Il porte une ceinture rouge, symbolique de l’ascèse qu’il pratique pendant toute sa vie. Jésus a franchi toutes les étapes de la croissance humaine au cours desquelles il s’est préparé, jour après jour, dans la pénitence, le jeûne, la prière, à sa mission de Rédempteur, à son sacrifice sur la Croix.

Le rouge de la ceinture est le même que celui de la tunique de Marie. Il est plus éclatant que celui du manteau de Jésus car il symbolise son amour pour le Père et pour les hommes, qui l’a conduit au martyr. La couleur de la ceinture nous rappelle en même temps que l’amour doit présider à nos mortifications, que nos renoncements doivent se faire dans la joie car Dieu aime celui qui donne joyeusement (2 Cor 9, 7).

Enfin, les vêtements de Jésus sont couverts d’or qui témoigne de la gloire qu’il s’est acquise par sa Passion et que le Père lui a conférée. Au temple, juste avant sa Passion, Jésus prie son Père en ces mots : « Père, glorifie ton nom ! » Et une voix vint du ciel : « Je l’ai glorifié, et je le glorifierai encore » (Jean 12, 28).

Prions

1 dizaine du chapelet (Notre Père… 10 Je vous salue Marie… Gloire au Père…)

O mon Jésus pardonnez-nous nos péchés, préservez-nous du feu de l’enfer ; conduisez au Ciel toutes les âmes, surtout celles qui ont le plus besoin de votre miséricorde.

Ô sainte Vierge Marie, qui pour nous inspirer une confiance sans bornes, avez voulu prendre le nom si doux de Mère du Perpétuel Secours, nous vous supplions de nous secourir en tout temps et en tout lieu, dans nos tentations, après nos chutes, dans nos difficultés, dans toutes les misères de la vie et surtout au moment de notre mort.

Donnez-nous, ô charitable Mère, la pensée et l’habitude de recourir toujours à vous, car nous sommes sûrs que si nous vous invoquons fidèlement, vous serez fidèle à nous secourir.

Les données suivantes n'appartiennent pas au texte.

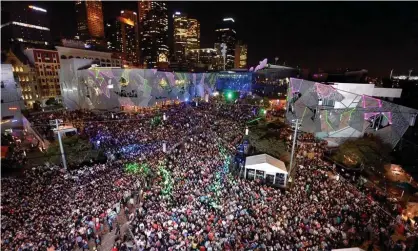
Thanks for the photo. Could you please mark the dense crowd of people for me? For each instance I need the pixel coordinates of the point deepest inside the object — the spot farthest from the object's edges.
(190, 201)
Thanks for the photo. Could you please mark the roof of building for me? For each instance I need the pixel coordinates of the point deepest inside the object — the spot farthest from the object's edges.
(20, 55)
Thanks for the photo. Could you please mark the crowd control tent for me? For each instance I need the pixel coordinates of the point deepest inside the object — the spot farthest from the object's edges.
(266, 167)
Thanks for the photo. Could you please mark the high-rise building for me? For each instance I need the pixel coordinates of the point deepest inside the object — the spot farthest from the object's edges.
(101, 58)
(225, 33)
(154, 35)
(25, 75)
(241, 51)
(132, 16)
(186, 35)
(47, 65)
(24, 23)
(90, 26)
(121, 37)
(143, 8)
(11, 99)
(205, 58)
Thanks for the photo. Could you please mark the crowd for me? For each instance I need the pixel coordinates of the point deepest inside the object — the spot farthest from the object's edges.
(190, 201)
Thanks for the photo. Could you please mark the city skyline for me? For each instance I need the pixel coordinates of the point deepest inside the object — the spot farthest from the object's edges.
(364, 36)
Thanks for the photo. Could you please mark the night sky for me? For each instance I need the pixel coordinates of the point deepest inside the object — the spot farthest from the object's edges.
(377, 36)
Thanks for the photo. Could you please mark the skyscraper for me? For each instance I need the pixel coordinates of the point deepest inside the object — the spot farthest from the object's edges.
(240, 55)
(143, 8)
(225, 33)
(132, 16)
(186, 35)
(121, 37)
(154, 35)
(24, 23)
(90, 26)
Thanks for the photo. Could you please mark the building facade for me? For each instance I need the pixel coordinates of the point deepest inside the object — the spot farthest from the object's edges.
(121, 37)
(47, 66)
(241, 52)
(25, 76)
(205, 58)
(225, 33)
(84, 89)
(104, 59)
(342, 111)
(154, 35)
(24, 23)
(133, 17)
(90, 25)
(186, 35)
(11, 99)
(143, 8)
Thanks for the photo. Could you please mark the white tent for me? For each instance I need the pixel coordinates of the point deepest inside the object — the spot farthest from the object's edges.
(266, 167)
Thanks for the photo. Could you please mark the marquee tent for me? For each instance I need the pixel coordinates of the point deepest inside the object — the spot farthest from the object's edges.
(266, 167)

Procurez-nous donc cette grâce des grâces, la grâce de vous prier sans cesse et avec la confiance d’un enfant, afin que, par la vertu de cette prière fidèle, nous obtenions votre perpétuel secours et la persévérance finale.

Bénissez-nous, ô tendre et secourable Mère, priez pour nous, maintenant et à l’heure de notre mort. Amen.

Que par la miséricorde de Dieu, les âmes des fidèles défunts reposent en paix. Amen.